This is a very small question.
Let $\mathbb{\Gamma} = \mathrm{SL_2}(\mathbb{Z})$ be the modular group, $\mathcal{F} = \{z \in \mathbb{C} ;\; \lvert z \rvert \geq 1,\; \lvert \Re (z) \rvert \leq 1/2\}$ its fundamental domain.
I (probably) don't understand the following argument made by Toshitsune Miyake in "Modular Forms", in the proof of Theorem 4.1.3, page 98.
Since $\mathbb{\Gamma}$ contains $\tau = \left[\begin{smallmatrix}1 & 1 \\ 0 & 1\end{smallmatrix}\right]$, and $\omega = \left[\begin{smallmatrix}0 & -1 \\ 1 & 0\end{smallmatrix}\right]$, the boundary points of $\mathcal{F}$, other than $i$, [$\zeta_6 = e^{2\pi i/6}$, $\zeta_6^2$], are [...] ordinary points.
This is what I thought: Let $p$ be an elliptic point on the boundary of $\mathcal{F}$, stabilized by $\gamma \in \mathbb{\Gamma}$. Suppose $p$ isn't $\zeta_6$ nor $\zeta_6^2$. Since $\gamma \mathcal{F} \cap \mathcal{F} \neq \emptyset$, $\gamma$ must now be either $\tau$, $\tau^{-1}$ or $\omega$, but it can't be $\tau$ nor its inverse, for it has to be elliptic. So the only other possible elliptic points have to be stabilized by $\omega$, which leaves one with $i$.

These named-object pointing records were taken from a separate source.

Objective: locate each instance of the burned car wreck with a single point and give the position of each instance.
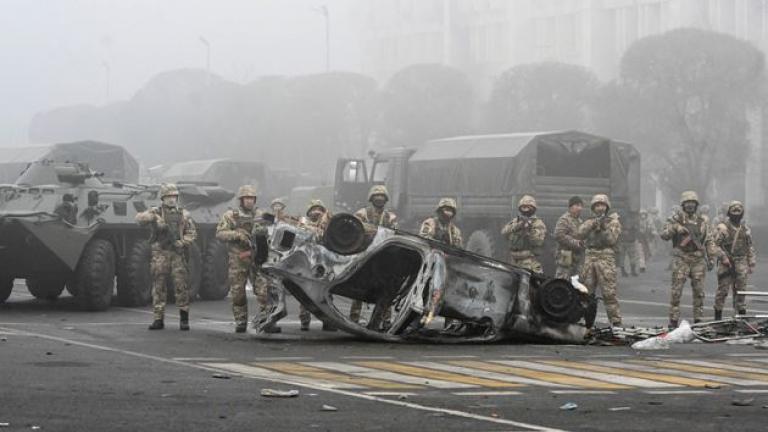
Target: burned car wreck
(420, 280)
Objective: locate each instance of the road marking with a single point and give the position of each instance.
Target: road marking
(427, 373)
(319, 373)
(611, 378)
(538, 377)
(716, 378)
(492, 393)
(691, 382)
(391, 376)
(702, 369)
(290, 381)
(459, 369)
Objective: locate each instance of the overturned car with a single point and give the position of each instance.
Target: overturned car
(418, 281)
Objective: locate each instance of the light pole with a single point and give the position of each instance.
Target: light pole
(323, 10)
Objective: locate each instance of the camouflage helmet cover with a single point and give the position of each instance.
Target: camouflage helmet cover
(247, 191)
(447, 202)
(689, 196)
(168, 189)
(315, 203)
(378, 190)
(527, 200)
(600, 198)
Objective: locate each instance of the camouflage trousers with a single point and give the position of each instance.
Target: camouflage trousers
(733, 281)
(634, 252)
(599, 271)
(240, 271)
(684, 266)
(168, 265)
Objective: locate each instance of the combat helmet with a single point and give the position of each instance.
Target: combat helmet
(247, 191)
(527, 200)
(448, 202)
(315, 203)
(168, 189)
(600, 198)
(378, 190)
(689, 196)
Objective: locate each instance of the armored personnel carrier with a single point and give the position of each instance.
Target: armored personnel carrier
(61, 227)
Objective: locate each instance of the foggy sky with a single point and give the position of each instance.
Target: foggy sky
(56, 52)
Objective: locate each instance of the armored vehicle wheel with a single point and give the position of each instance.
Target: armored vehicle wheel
(484, 242)
(134, 282)
(215, 272)
(6, 286)
(45, 288)
(95, 275)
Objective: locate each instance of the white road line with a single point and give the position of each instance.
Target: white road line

But now I don't know how to prove the step $\gamma \mathcal{F} \cap \mathcal{F} \neq \emptyset\; \Rightarrow\; \gamma = \tau, \tau^{-1}, \omega$, which only is visually clear to me. I feel that the original, intended argument is easier than this and I'm being blind.